Tuesday, May 31, 2005

Deja Vu All Over Again

With North Korea unwilling to return to the six-party talks, the U.S. has embarked on a policy of confrontation and saber rattling, terminating military cooperation on servicemen’s remains with the DPKR, “decapitating” the international initiative to provide North Korea with a peaceful nuke power station by removing its director, Charles Kartman, and, as reported in today’s New York Times, dispatching 15 Stealth fighters to South Korea to show Kim Jung-il:

that even though the American military is tied up in Iraq, it can reach his capital, Pyongyang, and the nuclear facilities north of it.

As the LA Times reported on May 28,

A former State Department official, who did not want to be quoted by name, said the suspension of the remains recovery program and Kartman's termination indicated a concerted effort by the administration to tighten the screws on Pyongyang."They are putting all the pieces in place to shut everything down around North Korea," he said.

The current confrontational policy against North Korea eerily recapitulates our campaign against Iraq in 2003.

Once again, the United States has labored mightily to delegitimize an unsavory regime as a pariah state and use incendiary claims about weapons of mass destruction to declare the existence of a pressing global security crisis. However, we have been unable to forge a genuine consensus concerning the nature or severity of the threat, or the proper measures to counter it.

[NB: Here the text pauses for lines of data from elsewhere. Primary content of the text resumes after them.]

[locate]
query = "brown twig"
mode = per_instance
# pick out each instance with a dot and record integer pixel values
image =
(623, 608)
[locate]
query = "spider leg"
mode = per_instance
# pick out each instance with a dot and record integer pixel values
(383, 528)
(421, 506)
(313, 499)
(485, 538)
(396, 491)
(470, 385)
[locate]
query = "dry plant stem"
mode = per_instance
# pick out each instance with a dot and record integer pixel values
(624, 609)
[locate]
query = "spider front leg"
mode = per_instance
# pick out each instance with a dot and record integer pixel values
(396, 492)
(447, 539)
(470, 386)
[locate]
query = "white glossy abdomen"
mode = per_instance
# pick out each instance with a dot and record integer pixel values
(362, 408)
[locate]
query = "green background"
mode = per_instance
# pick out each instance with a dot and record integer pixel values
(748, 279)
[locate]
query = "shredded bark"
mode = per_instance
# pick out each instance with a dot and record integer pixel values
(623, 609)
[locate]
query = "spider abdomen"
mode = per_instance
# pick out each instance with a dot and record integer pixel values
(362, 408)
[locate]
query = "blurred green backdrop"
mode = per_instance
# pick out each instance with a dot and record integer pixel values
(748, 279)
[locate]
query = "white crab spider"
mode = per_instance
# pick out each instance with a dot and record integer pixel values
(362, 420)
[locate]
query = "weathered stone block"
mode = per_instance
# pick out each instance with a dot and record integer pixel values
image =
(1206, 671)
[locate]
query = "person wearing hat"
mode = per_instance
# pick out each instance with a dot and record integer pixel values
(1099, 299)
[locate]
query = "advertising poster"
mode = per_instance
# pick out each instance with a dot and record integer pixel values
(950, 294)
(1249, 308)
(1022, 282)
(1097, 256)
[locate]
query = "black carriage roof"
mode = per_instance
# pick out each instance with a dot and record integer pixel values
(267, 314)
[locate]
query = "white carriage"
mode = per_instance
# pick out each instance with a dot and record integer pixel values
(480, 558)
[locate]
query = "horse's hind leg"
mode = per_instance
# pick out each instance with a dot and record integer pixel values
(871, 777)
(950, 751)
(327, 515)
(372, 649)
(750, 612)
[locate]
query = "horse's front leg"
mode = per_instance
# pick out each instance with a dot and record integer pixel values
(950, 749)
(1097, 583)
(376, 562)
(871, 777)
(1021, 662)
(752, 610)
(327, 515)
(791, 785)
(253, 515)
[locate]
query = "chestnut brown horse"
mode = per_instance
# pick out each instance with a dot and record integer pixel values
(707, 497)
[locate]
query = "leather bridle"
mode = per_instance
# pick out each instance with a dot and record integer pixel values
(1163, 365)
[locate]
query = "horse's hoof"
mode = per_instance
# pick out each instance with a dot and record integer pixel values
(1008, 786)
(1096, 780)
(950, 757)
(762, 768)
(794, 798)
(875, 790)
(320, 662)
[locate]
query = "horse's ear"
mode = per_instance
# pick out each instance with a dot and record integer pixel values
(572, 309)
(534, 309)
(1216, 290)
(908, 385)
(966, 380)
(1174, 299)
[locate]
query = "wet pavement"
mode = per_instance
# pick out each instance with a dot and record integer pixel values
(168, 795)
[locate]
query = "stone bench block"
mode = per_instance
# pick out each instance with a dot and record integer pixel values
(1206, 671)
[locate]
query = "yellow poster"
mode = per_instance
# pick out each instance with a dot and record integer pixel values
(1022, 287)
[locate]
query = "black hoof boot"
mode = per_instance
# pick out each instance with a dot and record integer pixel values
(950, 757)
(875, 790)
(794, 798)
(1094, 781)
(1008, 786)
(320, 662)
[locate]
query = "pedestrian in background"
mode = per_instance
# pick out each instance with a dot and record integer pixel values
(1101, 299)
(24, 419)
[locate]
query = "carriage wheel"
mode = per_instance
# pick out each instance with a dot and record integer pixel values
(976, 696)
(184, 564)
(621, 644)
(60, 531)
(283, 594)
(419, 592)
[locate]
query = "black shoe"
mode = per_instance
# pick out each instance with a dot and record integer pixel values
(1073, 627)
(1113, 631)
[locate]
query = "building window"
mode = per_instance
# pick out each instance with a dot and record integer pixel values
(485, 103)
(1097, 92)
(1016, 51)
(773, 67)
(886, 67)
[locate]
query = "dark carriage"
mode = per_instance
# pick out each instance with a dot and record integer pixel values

Instead of a global coalition, the Bush administration can claim the enthusiastic support of one regional ally—Japan—and the overt resistance and silent opposition of virtually all the major powers, including the dominant presence in Asia--China.

The only difference: this time we are admitting up front we’re not sure the policy will work.

From the New York Times:

But in the absence of(six-party) talks, much of the discussion inside the administration now is about instituting strong punitive measures, including interceptions of any shipments of suspected illicit goods. On Saturday, however, one official said that such an effort "just won't work if we can't get the Chinese to go along."


Even as the administration accepts a more pessimistic view of China's willingness to help, almost every option under discussion similarly relies on China.

As I argued in my May 26 post, the Bush administration has knowingly or unwittingly foreclosed its foreign policy options with its freedom crusade rhetoric.

The U.S. simply doesn’t have the credibility anymore to represent itself as an honest broker in the world of diplomacy, sovereignty, and negotiation.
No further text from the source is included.